Last August, as I sat and waited for the traffic to move, I watched with amusement as the last shrimper chugged along through the channel, followed by a crowd of seagulls. They were fighting for the best positions in the air over the back of the boat as the chum (unwanted fish and aquatic life of various kinds) were tossed out into the ocean behind them. This was a seagull’s dream – a rich scavenging area. Add to that the small fish and other food that can be churned up by the boat’s propellers, there was plenty for easy pickings.
But the birds that amused me the most were the ones that had been hanging out the whole time at the docks. I could see them sitting on the end of the piers, the prime piles occupied according to some sort of seagull ranking. As the catch was off-loaded and the shrimp cleaned, those birds had a front row seat to the leftovers. The late-comers (who had followed the boat) were chased off by the larger, seemingly healthier birds.
Then I thought of the story of the Canaanite woman and her encounter with Christ in Matthew 15
Jesus left and went to the territory near the cities of Tyre and Sidon. Suddenly a Canaanite woman from there came out shouting, “Lord and Son of David, have pity on me! My daughter is full of demons.” Jesus did not say a word. But the woman kept following along and shouting, so his disciples came up and asked him to send her away.

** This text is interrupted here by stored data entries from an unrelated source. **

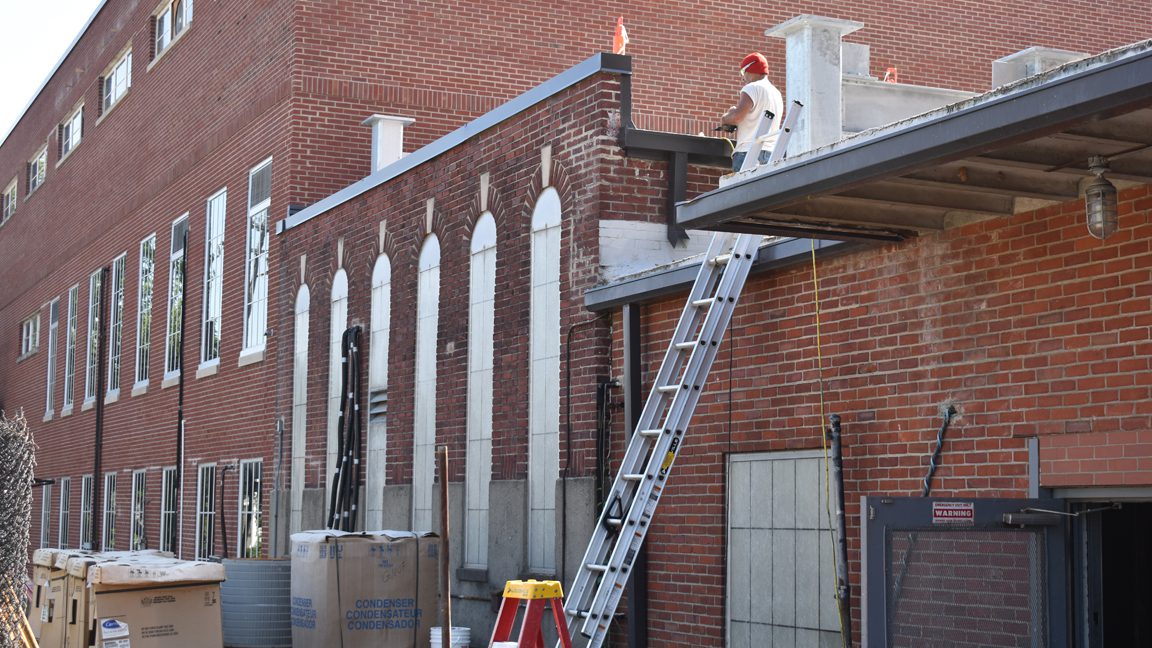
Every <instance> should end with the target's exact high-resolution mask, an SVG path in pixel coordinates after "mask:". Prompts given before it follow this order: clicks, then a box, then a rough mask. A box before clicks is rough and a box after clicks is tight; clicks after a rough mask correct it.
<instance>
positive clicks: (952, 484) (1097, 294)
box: [614, 186, 1152, 646]
mask: <svg viewBox="0 0 1152 648" xmlns="http://www.w3.org/2000/svg"><path fill="white" fill-rule="evenodd" d="M1121 214H1122V216H1121V220H1120V223H1121V227H1120V229H1119V231H1117V232H1116V233H1115V234H1114V235H1112V236H1111V238H1108V239H1107V240H1106V241H1097V240H1094V239H1092V238H1090V236H1089V235H1087V233H1086V232H1085V226H1084V213H1083V206H1082V204H1081V203H1078V202H1073V203H1067V204H1064V205H1058V206H1053V208H1048V209H1044V210H1039V211H1034V212H1026V213H1021V214H1016V216H1014V217H1011V218H1008V219H993V220H986V221H983V223H978V224H973V225H969V226H965V227H960V228H956V229H950V231H948V232H945V233H941V234H937V235H931V236H923V238H920V239H916V240H911V241H907V242H903V243H894V244H885V246H876V247H870V248H864V249H857V250H855V251H846V253H839V254H829V255H828V256H824V257H821V258H820V259H819V261H818V264H817V272H818V277H819V291H820V312H819V317H820V336H819V340H818V339H817V330H816V316H817V311H816V303H814V293H813V285H812V269H811V265H810V262H809V261H808V259H806V258H805V259H798V261H797V263H796V265H795V266H793V268H789V269H785V270H780V271H774V272H770V273H766V274H761V276H753V277H752V278H751V279H750V281H749V285H748V287H746V288H745V291H744V294H743V295H742V297H741V303H740V306H738V308H737V311H736V315H735V317H734V319H733V324H732V331H730V337H729V338H728V339H727V340H726V344H725V346H723V348H722V349H721V351H720V353H719V355H718V357H717V361H715V364H714V367H713V370H712V374H711V376H710V385H708V391H707V392H706V393H705V394H704V395H703V397H702V399H700V402H699V407H698V409H697V413H696V416H695V419H694V422H692V431H691V434H690V435H689V438H688V439H687V440H685V447H684V450H683V451H682V452H681V453H680V455H679V459H677V461H676V469H675V476H674V479H673V480H672V483H670V484H669V487H668V489H667V492H666V497H664V498H662V500H661V510H660V513H659V515H658V517H657V521H655V523H654V525H653V527H652V532H651V534H650V535H649V550H650V557H651V560H652V575H651V577H650V578H651V588H652V592H651V597H650V600H651V602H652V610H651V618H652V619H653V621H654V624H655V627H653V628H652V638H653V641H655V642H657V643H659V645H661V646H696V645H699V642H700V636H705V638H708V639H707V641H708V642H711V641H717V642H719V641H722V636H723V618H725V617H723V615H725V609H723V594H725V589H723V582H725V580H723V579H725V540H723V535H725V528H726V526H725V499H726V492H725V485H723V484H725V457H726V454H727V453H744V452H763V451H778V450H790V449H816V447H820V425H821V423H820V421H821V412H823V414H824V415H825V416H826V415H829V414H833V413H836V414H840V415H841V416H842V417H843V422H844V423H843V434H844V436H843V438H844V442H843V443H844V479H846V489H847V492H846V504H847V512H848V515H849V547H850V564H851V570H852V574H858V573H859V572H858V568H859V556H858V549H859V547H858V542H857V540H856V538H858V533H859V525H858V514H859V512H858V502H859V496H861V495H892V496H915V495H919V490H920V487H922V482H923V479H924V476H925V474H926V472H927V462H929V458H930V455H931V452H932V449H933V445H934V442H935V435H937V431H938V429H939V427H940V423H941V419H940V413H939V410H940V406H941V405H945V404H953V405H954V406H955V407H956V409H957V410H958V416H956V417H955V419H954V420H953V422H952V425H950V428H949V430H948V432H947V437H946V440H945V444H943V451H942V454H941V460H940V467H939V469H938V472H937V473H935V477H934V480H933V495H941V496H954V497H1023V496H1025V493H1026V489H1028V451H1026V440H1028V439H1029V438H1031V437H1039V445H1040V460H1041V461H1040V475H1041V477H1040V482H1041V483H1040V485H1041V487H1047V488H1058V487H1091V485H1096V487H1121V485H1124V487H1134V485H1140V487H1146V485H1150V484H1152V462H1150V461H1152V460H1150V459H1149V451H1150V446H1149V436H1147V430H1149V429H1150V427H1152V380H1150V379H1149V377H1147V374H1149V371H1147V368H1149V363H1150V360H1152V344H1150V334H1149V331H1150V329H1149V326H1150V323H1152V319H1150V317H1152V316H1150V315H1149V314H1150V312H1152V289H1150V288H1149V285H1150V284H1149V279H1150V272H1152V247H1150V244H1149V241H1147V238H1149V234H1150V233H1152V231H1150V228H1149V217H1150V214H1152V188H1150V187H1147V186H1143V187H1137V188H1134V189H1129V190H1126V191H1122V193H1121ZM681 300H682V296H681V297H672V299H668V300H664V301H661V302H659V303H653V304H647V306H645V307H644V333H643V336H644V353H645V363H644V367H645V370H646V371H649V376H651V375H654V372H655V371H657V369H658V367H659V360H660V357H661V356H662V354H664V351H665V346H666V344H667V340H668V336H669V334H670V331H672V327H673V326H674V325H675V317H677V316H679V312H680V309H681V308H682V306H683V304H682V301H681ZM617 323H619V316H617ZM818 342H819V345H818ZM620 344H621V342H620V339H619V338H617V339H615V340H614V345H615V348H616V351H615V354H616V360H615V361H614V366H615V369H614V371H616V372H619V371H620V355H619V354H620ZM821 357H823V368H824V369H823V371H821V370H820V369H819V367H820V362H821ZM821 378H823V390H824V405H823V410H821V402H820V392H821ZM685 574H687V575H685ZM854 578H855V575H854ZM685 579H687V580H685ZM854 587H855V586H854ZM685 588H688V590H689V592H691V593H692V594H691V596H692V600H694V602H696V606H695V608H694V613H692V615H691V617H690V618H688V617H685V616H684V615H683V610H682V606H681V605H682V601H683V596H684V595H683V593H684V592H685ZM856 592H857V593H858V589H856ZM856 602H858V598H854V604H855V603H856ZM708 619H715V620H714V623H713V621H708ZM702 621H703V623H702Z"/></svg>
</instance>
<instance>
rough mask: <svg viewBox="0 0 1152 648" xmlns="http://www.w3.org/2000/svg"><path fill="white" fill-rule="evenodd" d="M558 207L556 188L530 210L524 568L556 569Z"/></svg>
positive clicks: (558, 399) (558, 460)
mask: <svg viewBox="0 0 1152 648" xmlns="http://www.w3.org/2000/svg"><path fill="white" fill-rule="evenodd" d="M561 218H562V206H561V203H560V195H559V194H558V193H556V190H555V189H554V188H551V187H550V188H547V189H545V190H544V191H543V193H541V194H540V196H539V198H538V199H537V203H536V208H535V209H533V210H532V249H531V259H532V261H531V300H530V306H529V319H530V341H529V379H528V384H529V398H528V402H529V407H528V409H529V450H528V457H529V461H528V466H529V469H528V496H529V521H528V538H529V540H528V547H529V559H528V567H529V570H530V571H532V572H536V573H553V572H554V571H555V568H556V556H555V537H556V508H555V502H556V499H555V496H556V479H558V477H559V476H560V311H561V308H560V300H561V295H560V280H561V279H560V277H561V273H560V253H561V247H560V240H561V235H562V228H561Z"/></svg>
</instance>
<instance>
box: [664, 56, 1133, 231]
mask: <svg viewBox="0 0 1152 648" xmlns="http://www.w3.org/2000/svg"><path fill="white" fill-rule="evenodd" d="M1091 156H1104V157H1106V158H1108V160H1109V163H1111V167H1112V171H1111V173H1108V174H1107V178H1108V179H1109V180H1111V181H1112V182H1113V183H1115V184H1117V186H1119V187H1124V186H1130V184H1143V183H1150V182H1152V40H1144V42H1140V43H1137V44H1134V45H1129V46H1126V47H1121V48H1117V50H1112V51H1109V52H1105V53H1104V54H1100V55H1098V56H1093V58H1089V59H1082V60H1079V61H1075V62H1071V63H1068V65H1064V66H1061V67H1059V68H1055V69H1053V70H1049V71H1047V73H1044V74H1040V75H1036V76H1031V77H1028V78H1024V80H1021V81H1020V82H1016V83H1014V84H1009V85H1005V86H1002V88H998V89H996V90H994V91H992V92H987V93H985V95H979V96H977V97H973V98H971V99H967V100H964V101H960V103H956V104H953V105H949V106H945V107H942V108H939V110H935V111H932V112H929V113H924V114H922V115H918V116H915V118H911V119H908V120H904V121H901V122H896V123H893V125H888V126H885V127H880V128H876V129H872V130H866V131H864V133H859V134H857V135H856V136H852V137H849V138H846V140H841V141H839V142H836V143H834V144H831V145H827V146H824V148H820V149H816V150H812V151H808V152H804V153H801V155H798V156H795V157H793V158H790V159H787V160H785V161H782V163H780V164H775V165H772V166H763V167H760V168H759V169H757V171H756V172H750V173H749V174H748V176H746V178H743V176H733V178H730V179H729V180H730V182H729V183H728V184H725V186H722V187H721V188H719V189H715V190H713V191H708V193H706V194H702V195H700V196H697V197H696V198H694V199H690V201H687V202H682V203H679V204H677V209H676V220H677V223H679V225H681V226H682V227H685V228H695V229H715V231H726V232H750V233H760V234H770V235H780V236H803V238H819V239H842V240H854V239H855V240H901V239H904V238H908V236H914V235H917V234H919V233H925V232H933V231H941V229H945V228H948V227H952V226H955V225H962V224H965V223H970V221H972V220H978V219H984V218H993V217H1003V216H1009V214H1013V213H1017V212H1021V211H1028V210H1031V209H1037V208H1039V206H1044V205H1047V204H1056V203H1064V202H1068V201H1074V199H1077V198H1078V197H1079V196H1081V195H1082V194H1081V190H1082V186H1083V183H1084V182H1085V181H1086V180H1089V179H1090V178H1091V173H1090V172H1089V168H1087V160H1089V157H1091Z"/></svg>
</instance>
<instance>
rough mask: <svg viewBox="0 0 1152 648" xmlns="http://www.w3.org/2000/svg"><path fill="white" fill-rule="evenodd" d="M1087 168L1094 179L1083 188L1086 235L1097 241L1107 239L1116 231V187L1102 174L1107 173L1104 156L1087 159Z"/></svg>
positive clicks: (1107, 167) (1092, 156) (1116, 221)
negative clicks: (1085, 215)
mask: <svg viewBox="0 0 1152 648" xmlns="http://www.w3.org/2000/svg"><path fill="white" fill-rule="evenodd" d="M1087 168H1089V171H1091V172H1092V173H1093V174H1094V175H1096V178H1094V179H1092V181H1091V182H1089V183H1087V187H1085V188H1084V212H1085V213H1086V214H1087V233H1089V234H1091V235H1093V236H1096V238H1097V239H1101V240H1102V239H1107V238H1108V235H1111V234H1112V233H1113V232H1115V231H1116V225H1117V223H1119V219H1117V217H1116V187H1115V186H1114V184H1113V183H1112V182H1108V181H1107V180H1106V179H1105V178H1104V174H1105V173H1107V172H1108V160H1107V158H1105V157H1104V156H1092V157H1091V158H1089V159H1087Z"/></svg>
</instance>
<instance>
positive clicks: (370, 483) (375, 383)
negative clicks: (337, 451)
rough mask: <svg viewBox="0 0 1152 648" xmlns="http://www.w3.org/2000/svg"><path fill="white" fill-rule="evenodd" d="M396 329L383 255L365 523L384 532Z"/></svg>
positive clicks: (370, 360)
mask: <svg viewBox="0 0 1152 648" xmlns="http://www.w3.org/2000/svg"><path fill="white" fill-rule="evenodd" d="M391 327H392V259H389V258H388V255H380V256H379V257H378V258H377V259H376V266H374V268H373V269H372V330H371V333H370V334H369V339H367V345H369V347H367V348H369V360H367V389H369V410H367V467H366V469H365V472H364V485H365V492H364V523H365V525H367V528H370V529H379V528H384V487H385V470H386V467H387V462H388V424H387V423H388V340H389V330H391Z"/></svg>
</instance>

Jesus said, “I was sent only to the people of Israel! They are like a flock of lost sheep.” The woman came closer. Then she knelt down and begged, “Please help me, Lord!”
Jesus replied, “It isn’t right to take food away from children and feed it to dogs.” “Lord, that’s true,” the woman said, “but even dogs get the crumbs that fall from their owner’s table.”
Jesus answered, “Dear woman, you really do have a lot of faith, and you will be given what you want.” At that moment her daughter was healed.
Matthew 15:21-28 (Common English Bible)
There are those who, either by reputation, power or rank always have a seat at the table. And then there are many who are outsiders, left to beg for the essentials of daily life. We provide food almost begrudgingly, it seems. Or it seemed that way to me.
This week in my commuting around the county to visit my patients, I went by the same intersection four times in one day. The same man was there, walking up and down the median strip on his crutches, one leg amputated below the knee. The sign around his neck said simply, “Hungry. God bless.”
I didn’t know what led him to that point, but I knew I had plenty of food, and he didn’t. I didn’t want to give him money. (It’s a matter of principle, I don’t know how the money will be spent.) But I had my lunch in a cooler on the seat beside me. I had food.
The first time I was stopped on his side of the street, I offered him a bottle of water and some peanut butter crackers. They were “extras” I had on hand in the car, usually for when I forgot my lunch. I’ll be honest. I felt pretty good about it. I patted myself on the back and drove on.
But later in the day, he was still there panhandling. It had rained and was cool and breezy. All I had left were two small clementine oranges, the perfect, sweet treat at the office as I finish up my charting for the day. As I handed them over, he looked in at me and said, “Fruit? It’s been a long time.”
I watched him in my side mirror as he moved down the line of cars… And then I realized as I drove away I had been giving him crumbs, so to speak, from my table. I’d give him the parts of my meal that were not things I cared about. They were the least of what I had. But giving him something I had reserved for myself… I had given him a seat at the table.